Danaos, which listed in New York in 2006, last offered a dividend in 2008 and was not permitted to do so again until 2019, under the terms of a financial rescue.

The reinstatement of the dividend doesn’t come unexpectedly - the company already said last year it was considering such a move.

Jefferies' analyst Randy Giveans wrote in a note in December that he expected Danaos, which owns 65 boxships, to announce a dividend of $0.25 per share.

Stock buy-backs

In place of of dividends, Danaos has been buying back stock from investors. In October 2020 it returned $31.3m to the Royal Bank of Scotland and an entity affiliated with Greek owner George Economou, in privately negotiated transactions.

The Coustas family holds about 38% of the company stock.

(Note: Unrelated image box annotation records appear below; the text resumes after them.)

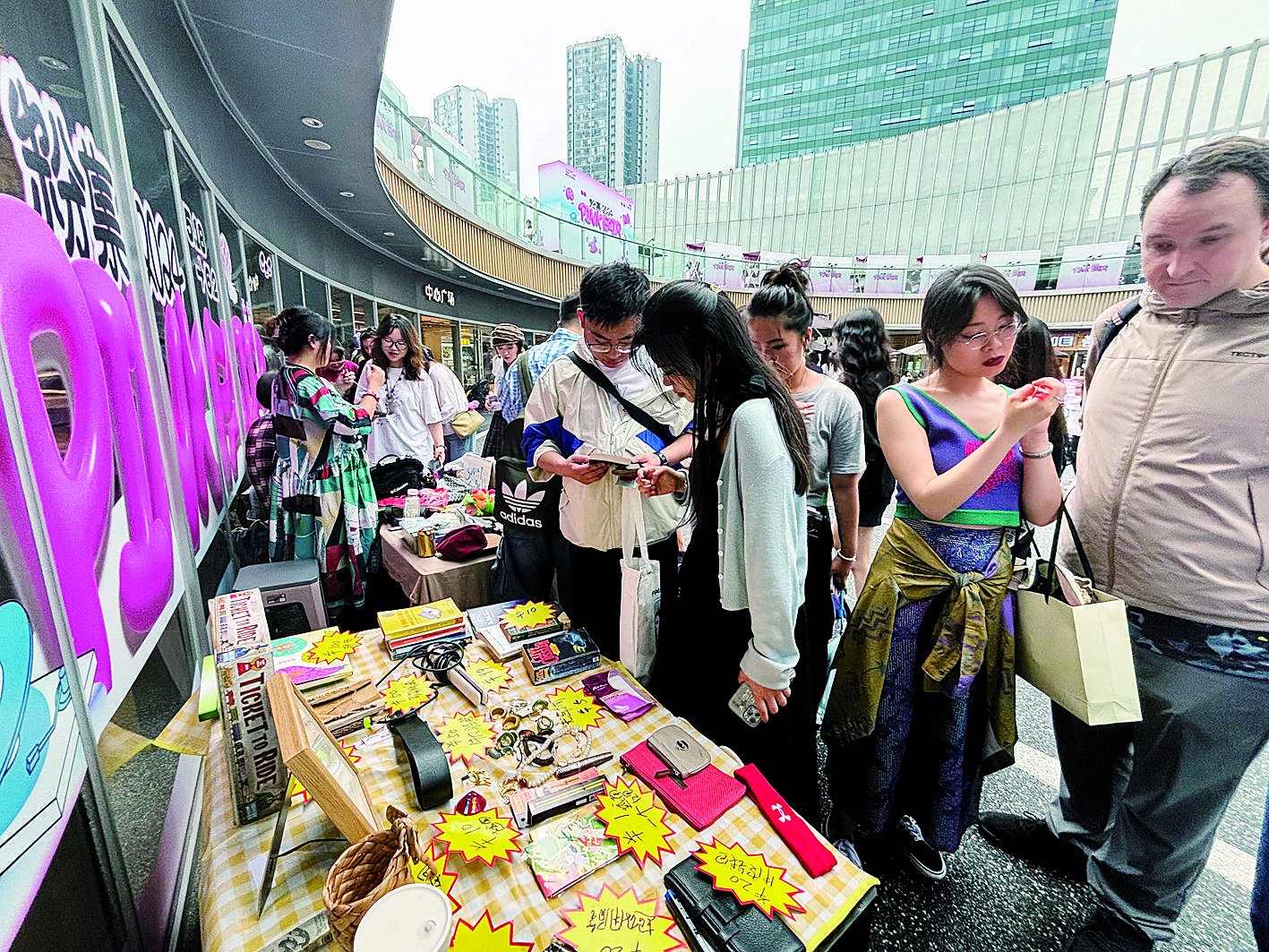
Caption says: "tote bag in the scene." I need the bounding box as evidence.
[618,486,661,682]
[1016,505,1141,725]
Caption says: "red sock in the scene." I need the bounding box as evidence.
[736,764,837,879]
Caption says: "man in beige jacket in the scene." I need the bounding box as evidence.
[980,137,1269,952]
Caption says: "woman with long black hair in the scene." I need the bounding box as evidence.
[635,280,824,821]
[833,307,895,594]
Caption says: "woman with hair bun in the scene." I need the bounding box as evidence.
[824,265,1063,879]
[269,307,383,608]
[745,262,864,761]
[833,307,895,593]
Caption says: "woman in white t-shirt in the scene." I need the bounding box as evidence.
[356,313,445,466]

The only other major shareholders the company revealed in its latest annual filing are boutique asset management firm RBF Capital, which holds a 7% stake and No Street GP LP, another fund with a 5.6% holding.

“We believe that our new fixed dividend will both expand our shareholder base to a new group of yield-driven institutional investors and also enhance liquidity of the stock,” the company said.

On 12 April, the company refinanced “a substantial majority” of outstanding debt, drawing $1.2bn of liquidity through $940m in new loans from Citibank and National Westminster Bank, issuing $300m worth of seven-year bonds fetching 8.5% per year and by concluding a $135m sale-and-leaseback agreement for five vessels with Oriental Fleet International, an affiliate of Cosco Shipping Lease.